Asiana Airlines Crash: There is Sum Ting Wong With These People

Culture

The Asiana Airlines flight 214 tragedy met ignorance and racism when a San Francisco Bay Area television news station, KTVU-TV, was fed incorrect information from a summer intern at the National Transportation Safety Board. 

The intern deceived the TV outlet by confirming the "names" of the four Asiana pilots, names that were in reality the intern's own creations and, as the NY Post describes, that "caricatured Asian names."

KTVU-TV claims to have "heard this person verify the information without questioning who they were and then rushed the names on our noon newscast." The station's worst offenses in this situation are just ignorance and incompetence, and the intern is the immature bigot, but this ignorance and incompetence is nevertheless irresponsible.

There ought to be undeniable fragility involved with this news broadcast, as it is obviously rooted in a plane crash from which three people have already died. All information that is gathered, especially pertaining to the pilots, is part of an ongoing investigation to understand why the plane crashed and how to prevent future tragedies.
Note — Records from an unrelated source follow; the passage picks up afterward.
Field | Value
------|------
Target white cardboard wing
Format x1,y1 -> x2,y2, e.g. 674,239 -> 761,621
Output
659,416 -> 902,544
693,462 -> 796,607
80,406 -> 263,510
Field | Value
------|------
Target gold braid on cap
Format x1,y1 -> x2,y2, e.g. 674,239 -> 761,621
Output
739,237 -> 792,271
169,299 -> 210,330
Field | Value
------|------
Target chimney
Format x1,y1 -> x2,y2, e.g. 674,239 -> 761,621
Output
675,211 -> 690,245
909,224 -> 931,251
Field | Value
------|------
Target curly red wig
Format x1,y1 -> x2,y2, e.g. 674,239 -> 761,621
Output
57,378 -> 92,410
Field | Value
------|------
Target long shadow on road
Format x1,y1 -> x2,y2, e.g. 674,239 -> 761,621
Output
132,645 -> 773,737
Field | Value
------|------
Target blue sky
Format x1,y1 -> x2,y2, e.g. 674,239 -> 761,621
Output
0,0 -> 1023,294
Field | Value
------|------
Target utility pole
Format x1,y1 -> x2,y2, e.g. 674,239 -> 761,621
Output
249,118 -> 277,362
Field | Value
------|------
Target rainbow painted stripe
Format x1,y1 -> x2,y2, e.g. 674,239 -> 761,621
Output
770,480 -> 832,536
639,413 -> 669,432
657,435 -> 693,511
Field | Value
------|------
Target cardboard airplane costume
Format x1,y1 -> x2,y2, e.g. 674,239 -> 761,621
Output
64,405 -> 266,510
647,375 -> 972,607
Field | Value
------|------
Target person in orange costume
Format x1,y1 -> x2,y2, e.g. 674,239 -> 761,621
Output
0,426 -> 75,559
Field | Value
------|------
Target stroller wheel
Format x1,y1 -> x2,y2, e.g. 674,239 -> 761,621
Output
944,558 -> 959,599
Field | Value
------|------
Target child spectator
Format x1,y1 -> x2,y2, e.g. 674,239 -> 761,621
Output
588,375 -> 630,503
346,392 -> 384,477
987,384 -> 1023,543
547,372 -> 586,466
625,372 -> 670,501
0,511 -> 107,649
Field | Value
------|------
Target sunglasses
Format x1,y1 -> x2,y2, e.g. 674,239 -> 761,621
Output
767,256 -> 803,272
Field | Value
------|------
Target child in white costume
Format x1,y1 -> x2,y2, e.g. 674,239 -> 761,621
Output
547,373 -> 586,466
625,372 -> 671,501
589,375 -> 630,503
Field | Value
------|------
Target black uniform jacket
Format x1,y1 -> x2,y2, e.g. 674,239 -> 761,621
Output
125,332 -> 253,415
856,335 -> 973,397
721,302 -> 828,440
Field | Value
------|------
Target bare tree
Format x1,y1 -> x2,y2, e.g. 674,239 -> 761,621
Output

KTVU-TV not only disregarded the necessity of this fragility, albeit inadvertently, but discredited its reputation as a viable news source.

In its apology statement, the news outlet admitted that "we never read the names out loud, phonetically sounding them out." That is an understandable omission in procedure, but multiple people from KTVU still had to hear the supposed names of the pilots and write them down and display them on the television screen, not to mention co-anchor Tori Campbell who read them out loud, rather phonetically, to all her viewers.

It is a prank that is cruel to the victims of the Asiana flight 241 tragedy, to Asian people who endure generalizations and bigotry, and to the gullible broadcasters at KTVU-TV who earnestly wanted to report the news.